Touch it! The wood tells the story; smooth-mellowed pieces of trees shaped for use in your kitchen. Yes, a tree limb is where this piece started. It began to take shape on the work bench with the help of chisels and a mallet, a pocket knife, scoop gouge and a coping saw. Then, the sanding began. Hours and hours, days and days later, after sanding smooth and then wetting the wood to bring up the grain, then sanding again and again, the character of this piece began to form. It’s an individual and like no other. It’s hand-rubbed with peanut oil and ready to come to life in your kitchen.

Wood has been around forever. When we live with wood around us, the unique character of wood can add depth to our existence. That existence is dependent upon eating. We eat to survive, but is survival enough? A bowl of soup eaten with a plastic spoon from a paper dish is a meal. Put that soup in a bowl fashioned lovingly from a burl of a hardwood tree, and eat it with a treen spoon and it becomes a feast. Use your treenware.

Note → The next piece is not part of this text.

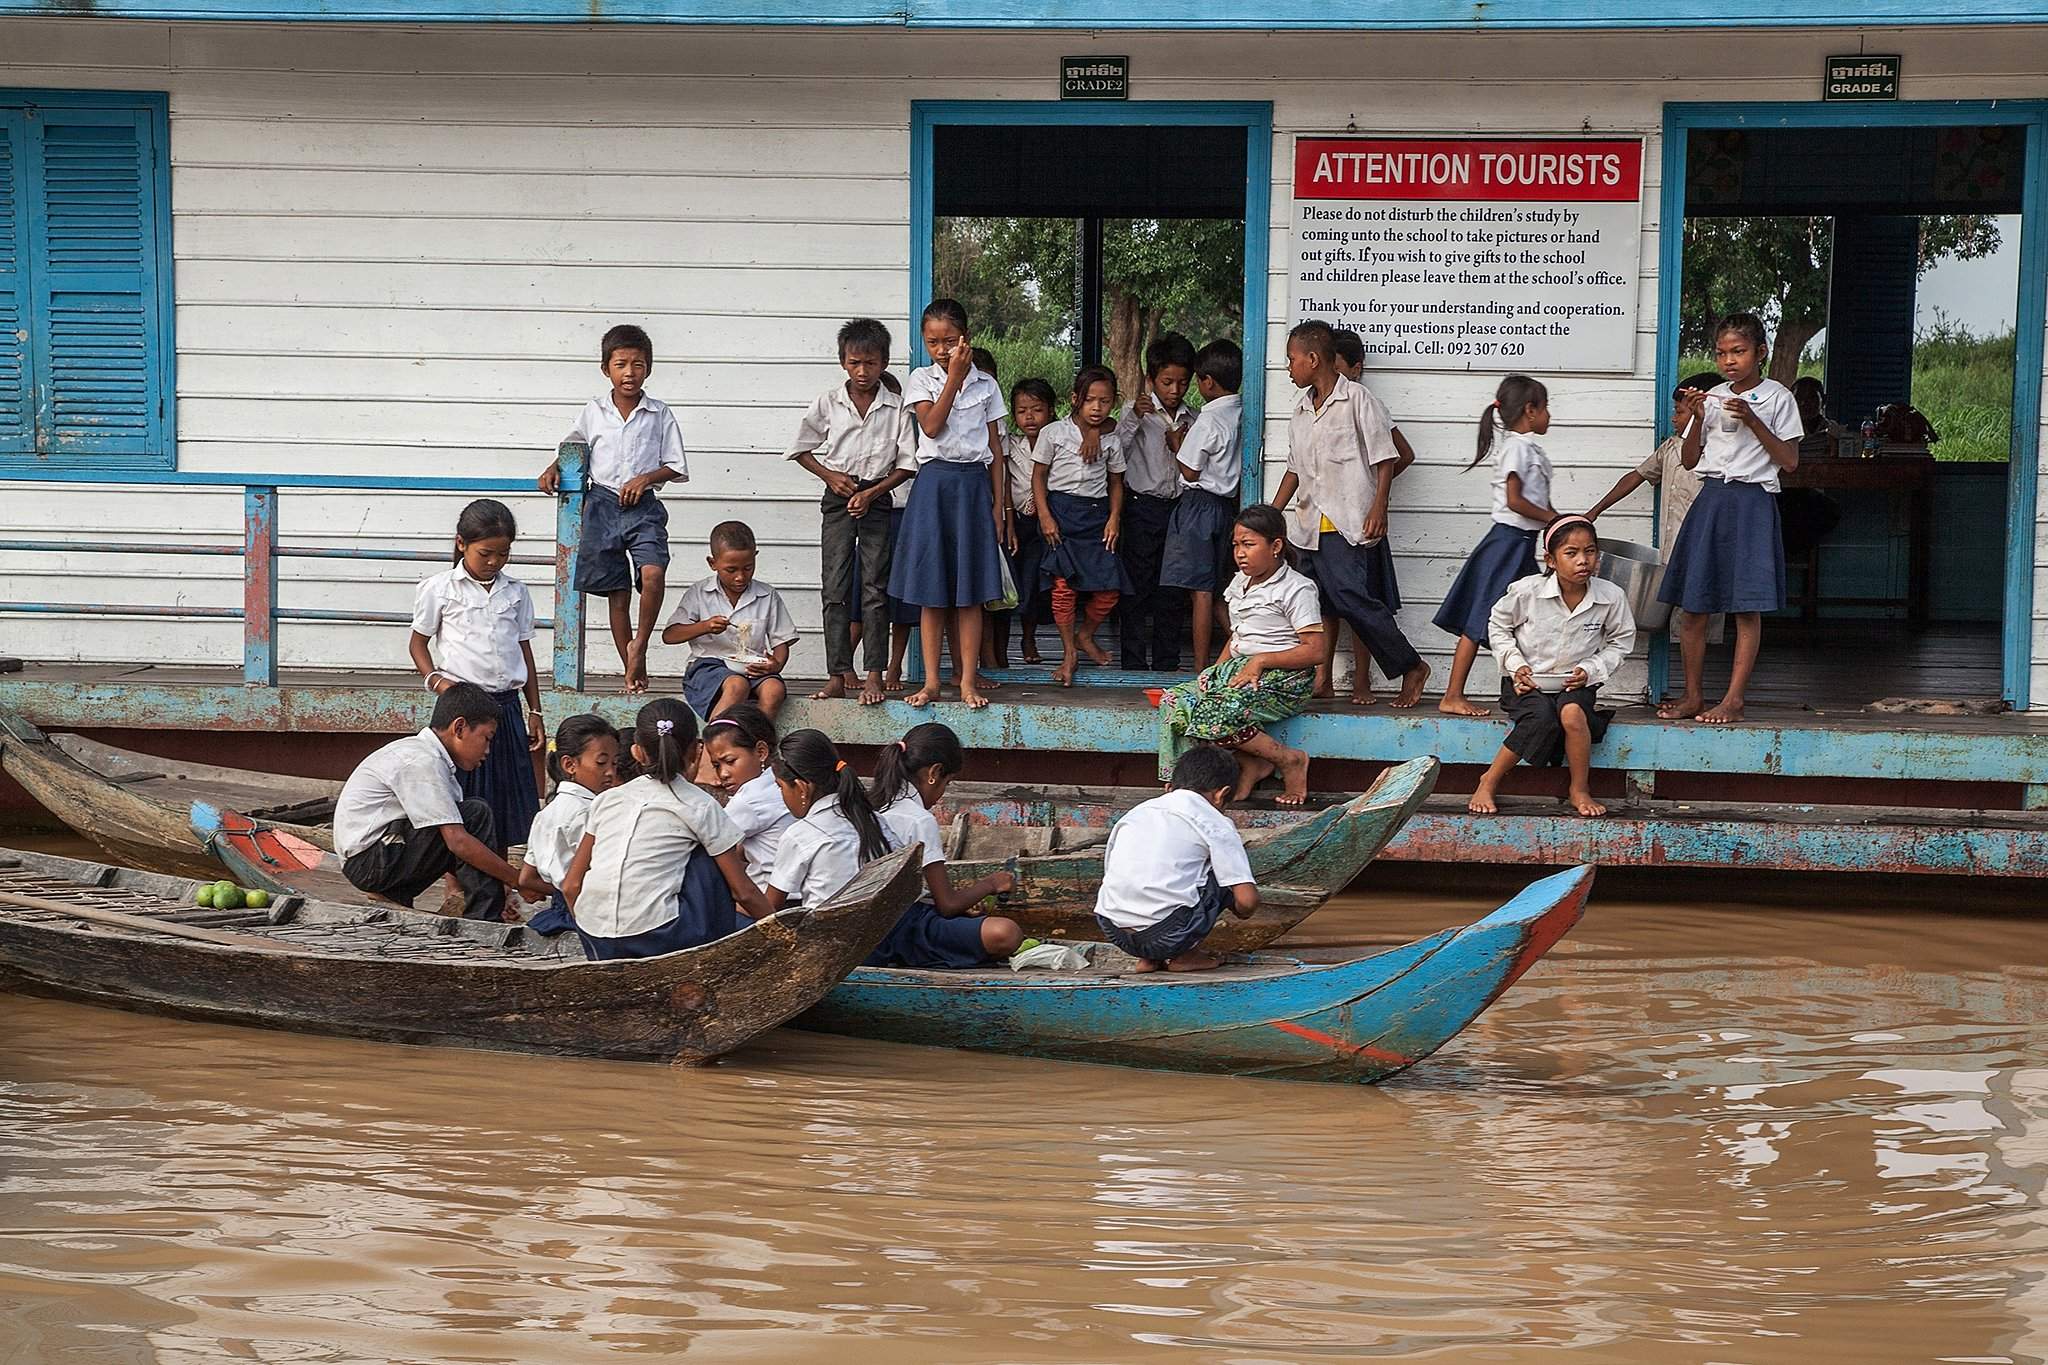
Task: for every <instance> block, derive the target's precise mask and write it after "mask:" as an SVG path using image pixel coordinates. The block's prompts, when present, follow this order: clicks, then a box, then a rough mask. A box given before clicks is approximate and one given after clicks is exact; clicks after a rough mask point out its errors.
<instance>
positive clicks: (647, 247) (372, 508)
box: [0, 18, 2048, 702]
mask: <svg viewBox="0 0 2048 1365" xmlns="http://www.w3.org/2000/svg"><path fill="white" fill-rule="evenodd" d="M1077 43H1079V45H1087V43H1092V39H1087V37H1081V35H1065V37H1063V35H1008V33H1004V35H936V33H915V35H911V33H897V31H887V33H872V31H866V33H864V31H668V29H664V31H645V29H643V31H618V29H567V31H565V29H547V31H541V29H477V27H465V29H442V27H428V29H416V31H401V29H336V27H254V25H145V23H133V20H121V23H100V20H76V18H66V20H4V23H0V84H10V86H43V88H141V90H152V88H162V90H170V108H172V162H174V172H172V209H174V227H176V280H178V428H180V432H178V436H180V467H182V469H188V471H334V473H362V475H422V473H444V475H481V477H524V475H528V473H535V471H539V467H541V465H543V463H545V458H547V452H549V448H551V446H553V442H555V440H557V438H559V436H561V434H563V432H565V430H567V426H569V422H571V420H573V413H575V409H578V405H580V403H582V401H584V399H588V397H590V395H592V393H596V391H598V389H600V387H602V381H600V377H598V372H596V354H594V352H596V342H598V336H600V334H602V329H604V327H606V325H608V323H612V321H623V319H635V321H641V323H645V325H647V327H649V332H651V334H653V338H655V346H657V352H659V356H657V366H655V377H653V383H651V385H649V387H651V391H653V393H657V395H662V397H666V399H670V401H672V403H676V405H678V407H680V409H682V422H684V432H686V438H688V442H690V467H692V483H690V485H688V487H684V489H682V491H680V493H676V495H672V497H670V514H672V532H674V540H676V565H674V571H672V573H674V579H676V581H678V583H680V581H684V579H688V577H690V575H692V573H694V571H698V565H700V563H702V551H700V548H698V546H700V542H702V536H705V532H707V530H709V526H711V524H713V522H717V520H723V518H725V516H735V514H737V516H745V518H748V520H750V522H752V524H754V526H756V530H758V532H760V536H762V544H764V555H762V577H766V579H768V581H774V583H778V585H780V587H784V589H786V593H788V600H791V606H793V610H795V614H797V620H799V622H801V624H803V628H805V630H807V639H805V645H803V649H801V651H799V655H797V669H799V671H805V673H815V671H817V667H819V665H821V651H819V649H817V641H815V630H817V626H819V608H817V591H815V589H817V555H815V534H817V532H815V526H817V522H815V483H813V481H811V479H809V477H805V475H803V473H801V471H797V469H795V467H791V465H786V463H782V460H780V458H778V456H780V450H782V444H784V442H786V438H788V434H791V430H793V426H795V420H797V415H799V411H801V407H803V403H805V401H807V399H809V397H811V395H813V393H815V391H817V389H821V387H825V385H827V383H831V381H834V377H836V372H838V370H836V366H834V356H831V334H834V329H836V327H838V323H840V321H842V319H844V317H850V315H856V313H868V315H874V317H881V319H885V321H887V323H889V325H891V329H893V332H895V334H897V338H899V352H903V350H905V342H907V319H905V307H907V262H909V241H907V219H909V178H907V176H909V102H911V100H913V98H1016V100H1049V98H1057V88H1055V72H1057V61H1059V57H1061V55H1063V53H1067V51H1079V49H1083V47H1077ZM1096 45H1098V47H1102V45H1104V43H1096ZM1851 45H1862V47H1864V49H1868V51H1901V53H1905V72H1907V96H1909V98H2040V96H2044V94H2048V78H2044V76H2042V72H2048V39H2044V33H2042V31H2038V29H2023V31H2015V29H2007V31H1999V33H1968V31H1831V33H1796V35H1755V33H1741V35H1704V33H1688V35H1677V37H1673V35H1608V37H1602V35H1587V33H1573V35H1118V37H1116V39H1114V43H1106V47H1110V49H1114V51H1128V53H1130V59H1133V61H1130V70H1133V92H1135V94H1137V96H1139V98H1159V100H1174V98H1184V100H1272V102H1274V108H1276V137H1274V211H1272V225H1270V227H1272V276H1270V319H1272V321H1270V336H1268V356H1270V370H1268V375H1266V377H1264V383H1266V401H1268V465H1270V471H1268V489H1272V485H1274V483H1278V477H1280V471H1278V465H1280V460H1282V456H1284V446H1282V442H1284V424H1286V413H1288V411H1290V407H1292V401H1294V391H1292V387H1290V385H1288V383H1286V375H1284V370H1282V350H1284V348H1282V340H1284V332H1286V321H1288V319H1286V307H1288V297H1286V295H1288V280H1286V268H1288V246H1286V229H1288V217H1290V192H1288V186H1290V153H1292V137H1294V135H1296V133H1321V131H1346V129H1354V127H1356V129H1358V131H1450V133H1456V131H1473V133H1571V131H1579V129H1581V127H1585V129H1591V131H1595V133H1640V135H1645V137H1647V139H1649V145H1647V158H1645V174H1647V186H1645V223H1642V289H1640V303H1638V350H1636V368H1634V375H1622V377H1614V375H1544V377H1542V379H1546V381H1548V383H1550V389H1552V415H1554V426H1552V434H1550V438H1548V442H1546V444H1548V448H1550V452H1552V458H1554V460H1556V465H1559V505H1585V503H1591V501H1593V499H1595V497H1597V495H1599V493H1604V491H1606V489H1608V487H1610V485H1612V483H1614V479H1616V477H1620V475H1622V473H1624V471H1626V469H1630V467H1632V465H1634V463H1636V460H1638V458H1640V456H1642V454H1645V452H1647V450H1649V448H1651V444H1653V424H1655V411H1657V405H1659V403H1661V395H1657V393H1655V336H1657V231H1659V221H1657V192H1659V184H1657V178H1659V170H1661V149H1659V145H1657V141H1659V129H1661V119H1663V104H1665V102H1667V100H1806V98H1815V94H1817V86H1819V72H1821V61H1823V57H1825V55H1829V53H1833V51H1845V49H1851ZM903 358H905V356H901V354H899V362H901V360H903ZM1495 383H1497V377H1495V375H1432V372H1380V375H1374V377H1372V385H1374V389H1376V391H1378V393H1380V397H1382V399H1384V401H1386V403H1389V407H1391V409H1393V411H1395V415H1397V420H1399V422H1401V426H1403V430H1405V432H1407V434H1409V438H1411V440H1413V444H1415V448H1417V452H1419V456H1421V458H1419V463H1417V467H1415V469H1413V471H1409V473H1407V475H1405V477H1403V479H1401V483H1399V485H1397V501H1395V544H1397V555H1399V569H1401V583H1403V596H1405V598H1407V600H1409V608H1407V610H1405V612H1403V624H1405V628H1407V630H1409V634H1411V639H1413V641H1415V643H1417V647H1419V649H1423V653H1425V655H1427V657H1430V659H1432V663H1436V665H1438V669H1442V667H1444V663H1446V659H1448V647H1450V643H1452V641H1450V639H1448V636H1444V634H1442V632H1440V630H1436V628H1434V626H1432V624H1430V616H1432V612H1434V610H1436V602H1438V598H1440V596H1442V591H1444V589H1446V587H1448V583H1450V579H1452V577H1454V573H1456V569H1458V565H1460V563H1462V559H1464V555H1466V551H1468V548H1470V544H1473V542H1475V540H1477V538H1479V534H1481V532H1483V530H1485V520H1487V497H1489V495H1487V475H1485V471H1483V469H1481V471H1473V473H1460V471H1462V465H1464V463H1466V460H1468V458H1470V450H1473V430H1475V424H1477V415H1479V411H1481V407H1483V405H1485V403H1487V401H1489V399H1491V393H1493V385H1495ZM461 501H463V499H461V497H416V495H381V497H360V495H332V493H319V495H309V493H285V501H283V526H285V534H287V538H289V540H293V542H305V544H389V546H428V548H432V546H438V544H442V542H444V540H446V536H449V530H451V526H453V518H455V510H457V508H459V505H461ZM516 512H518V514H520V518H522V524H524V526H526V528H528V536H530V538H528V540H526V542H522V546H520V548H522V551H526V553H545V551H547V544H549V536H551V526H553V510H551V503H547V501H545V499H541V497H524V499H516ZM51 526H76V528H80V530H82V532H88V534H98V536H104V538H109V540H119V542H135V544H147V542H152V540H160V538H201V540H221V538H233V536H236V534H240V503H238V499H236V497H231V495H223V493H219V491H180V489H166V487H150V489H61V487H43V485H29V487H18V489H16V495H12V497H8V499H6V505H4V508H0V534H4V536H31V534H47V532H49V528H51ZM1608 526H1610V530H1612V532H1614V534H1626V536H1630V538H1638V540H1642V538H1649V497H1647V495H1638V497H1636V499H1634V501H1632V503H1626V505H1624V508H1622V510H1618V512H1616V514H1614V516H1612V520H1610V524H1608ZM2040 563H2042V565H2048V483H2044V497H2042V520H2040ZM543 575H545V571H541V569H528V571H524V577H526V579H528V581H530V583H532V585H535V589H537V598H539V600H541V610H543V612H549V610H551V608H549V596H551V593H549V583H547V579H545V577H543ZM416 577H418V573H414V569H412V567H408V565H350V563H342V561H322V563H313V561H287V563H285V587H283V600H285V602H287V604H295V606H360V608H367V610H389V612H397V610H406V608H408V606H410V585H412V581H414V579H416ZM0 598H33V600H47V598H57V600H80V602H119V600H133V602H174V600H176V602H193V604H221V606H227V604H236V602H240V567H238V561H229V559H221V561H197V559H164V557H158V559H150V557H119V559H113V557H78V555H68V557H61V559H59V557H23V555H8V557H0ZM596 616H598V618H596V620H594V630H592V636H590V659H592V663H594V667H596V669H598V671H604V669H612V667H616V661H614V657H612V653H610V643H608V639H606V636H604V628H602V612H598V614H596ZM2034 639H2036V649H2034V694H2036V698H2040V700H2044V702H2048V569H2044V571H2042V591H2038V593H2036V620H2034ZM539 645H541V649H543V651H545V647H547V641H545V639H543V641H541V643H539ZM281 647H283V659H285V663H287V665H319V667H348V665H403V632H401V630H399V628H389V626H285V630H283V639H281ZM6 649H8V653H20V655H29V657H37V659H172V661H176V659H197V661H217V663H229V661H233V659H238V657H240V628H238V626H236V624H227V622H213V624H182V622H135V620H88V622H59V620H51V618H27V620H25V618H10V620H8V622H6ZM662 653H664V651H657V659H655V669H657V671H668V673H670V675H674V673H676V671H680V661H682V651H680V649H678V651H666V659H664V657H662ZM1491 677H1493V675H1491V667H1489V665H1485V663H1483V665H1481V669H1479V671H1477V673H1475V684H1473V686H1475V690H1477V692H1485V690H1489V688H1491V686H1493V681H1491Z"/></svg>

Only your loving use can bring this heartwood alive again to share joy and beauty.

Treen is the Old English plural of trees. Treening is creating beautiful utensils out of wood to use around the home. They can range from oaken buckets to toothpick holders, or the treenware for use in the kitchen that Nancy Lou Webster specializes in. The art form dates back tothe 18th century.

For Webster, treening began in rural Mississippi. Her father taught her to whittle at the age of nine. Her work has come a long way since she made slingshots for the boys in the neighborhood. During and following her formal art studies at the University of Mississippi and Mississippi University for Women, Webster explored a wide range of media before settling down with wood.